Khusus untuk KH Ma'ruf Amin, sejak dilantik sebagai Wakil Presiden pada bulan Oktober 2019, belum terlihat kehadirannya memberikan peran penting dalam menjalankan roda pemerintahan. Tidak heran saat ini yang terlihat memimpin Indonesia hanya Jokowi. Padahal KH Ma'ruf Amin juga harusnya berperan dalam pemerintahan.

"Selama ini yang terlihat pada masyarakat Indonesia hanya Jokowi yang menjalankan pemerintahan," ujar Fernando kepada Harian Terbit, Rabu (7/7/2021).

Menurut Direktur Rumah Politik Indonesia ini, sebagai Wapres seharusnya, KH Ma'ruf Amin memberikan peran penting dalam melaksanakan roda pemerintahan guna membantu Presiden Jokowi. Bahkan pada situasi yang sulit sekarang ini, peran Wapres KH Ma'ruf Amin juga tidak tampak.
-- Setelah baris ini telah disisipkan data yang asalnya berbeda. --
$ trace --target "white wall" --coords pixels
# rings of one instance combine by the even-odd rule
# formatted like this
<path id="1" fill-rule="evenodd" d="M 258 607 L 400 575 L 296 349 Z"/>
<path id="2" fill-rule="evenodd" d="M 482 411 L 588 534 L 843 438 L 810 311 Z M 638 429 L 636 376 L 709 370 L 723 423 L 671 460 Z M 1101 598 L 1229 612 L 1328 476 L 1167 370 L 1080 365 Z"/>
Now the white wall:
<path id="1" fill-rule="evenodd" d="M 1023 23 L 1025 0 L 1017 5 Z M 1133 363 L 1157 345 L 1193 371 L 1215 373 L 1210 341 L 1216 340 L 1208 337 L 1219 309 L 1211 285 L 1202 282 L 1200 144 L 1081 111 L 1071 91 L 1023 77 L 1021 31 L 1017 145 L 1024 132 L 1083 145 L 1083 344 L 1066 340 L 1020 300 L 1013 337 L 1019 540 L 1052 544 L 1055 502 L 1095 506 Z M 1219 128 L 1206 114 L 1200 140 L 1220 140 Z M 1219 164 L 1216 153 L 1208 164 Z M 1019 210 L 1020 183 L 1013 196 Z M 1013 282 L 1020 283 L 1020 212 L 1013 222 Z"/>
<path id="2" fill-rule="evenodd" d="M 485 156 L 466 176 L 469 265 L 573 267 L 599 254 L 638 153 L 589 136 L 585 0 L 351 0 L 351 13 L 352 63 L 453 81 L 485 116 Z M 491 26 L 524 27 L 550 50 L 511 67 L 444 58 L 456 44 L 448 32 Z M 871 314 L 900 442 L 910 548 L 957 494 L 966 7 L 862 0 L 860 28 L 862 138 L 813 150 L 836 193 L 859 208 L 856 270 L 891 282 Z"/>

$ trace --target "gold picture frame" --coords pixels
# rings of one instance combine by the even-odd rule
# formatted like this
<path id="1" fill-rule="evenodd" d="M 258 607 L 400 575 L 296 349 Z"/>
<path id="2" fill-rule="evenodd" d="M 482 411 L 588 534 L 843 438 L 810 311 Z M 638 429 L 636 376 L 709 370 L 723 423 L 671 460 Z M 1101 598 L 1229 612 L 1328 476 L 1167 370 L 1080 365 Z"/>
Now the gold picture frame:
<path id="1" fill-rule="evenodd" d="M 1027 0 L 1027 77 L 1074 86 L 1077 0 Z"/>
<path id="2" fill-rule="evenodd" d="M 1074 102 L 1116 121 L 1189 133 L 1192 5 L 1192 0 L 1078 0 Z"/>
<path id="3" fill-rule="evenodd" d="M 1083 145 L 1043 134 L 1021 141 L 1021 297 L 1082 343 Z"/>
"Apakah mungkin karena KH Ma'ruf Amin sudah sepuh sehingga Presiden enggan memberikan tugas kepada pak Ma'ruf Amin," tanyanya.

"Kalau saya pada posisi KH Ma'ruf Amin, untuk kepentingan bangsa dan negara saya akan mundur dari jabatan Wakil Presiden. Sehingga dapat diisi oleh putra terbaik bangsa agar dapat membantu Presiden Jokowi dalam menghadapi kesulitan yang sedang dialami Indonesia sehingga dapat segera teratasi. Semoga saja KH Ma'ruf Amin akan melakukan hal yang saya lakukan seandainya saya pada posisi beliau," tambahnya.

Fernando menyebut, jika benar KH Ma'ruf Amin mundur sebagai Wapres maka sebaiknya calon penggantinya juga dari kalangan Nahdlatul Ulama (NU) atau ulama. Fernando juga menilai, BEM UNNES yang memberikan gelar kepada KH Ma'ruf Amin sebagai The King of Silent dan Puan Maharani sebagai King of Ghosting sebagai bentuk kritik akibat ketidakpuasan mereka terhadap kinerjanya. 

"Puan Maharani yang saat ini sebagai Ketua DPR juga tidak ada peran yang signifikan dalam membantu pemerintah dalam menanggulangi Covid-19 di Indonesia. Misalnya dengan mengambil keputusan memotong anggaran Reses DPR setiap kali reses untuk membantu masyarakat yang terdampak," paparnya.

Dalam konferensi pers, Rabu (7/7/2021),  Juru Bicara Wapres Masduki Baidlowi menilai, BEM KM Unnes tidak melihat secara utuh duduk persoalan yang sebenarnya saat menyampaikan kritik tersebut.

"Saya ingin menegaskan bahwa apa yang dikemukakan oleh teman-teman mahasiswa atau para pengamat tidak melihat secara utuh duduk persoalan sebenarnya seperti apa, itu saya kira tidak benar, karena pada dasarnya Wapres bekerja dengan baik," katanya.

Masduki mengatakan, Presiden Joko Widodo dan Wapres bukan pekerja eksekutorial atau orang yang mengeksekusi segala kebijakan atau program-program kerja yang dibuat. Sebab yang mengeksekusi itu semua adalah kementerian/lembaga terkait.

Ia menjelaskan, Wapres bekerja mengoordinasi pekerjaan-pekerjaan yang sebenarnya dikerjakan Presiden tetapi dilimpahkan kepada Wapres.
"Sepanjang pada tugas, pokok, dan fungsi itu, Wapres di mata saya dan tim lain yang mendampingi sudah bekerja cukup baik," kata dia.

Menurut Masduki, penilaian-penilaian yang diberikan terhadap kinerja Wapres itu ketika dibandingkan dengan survei-survei reputatif sangat berkesinambungan.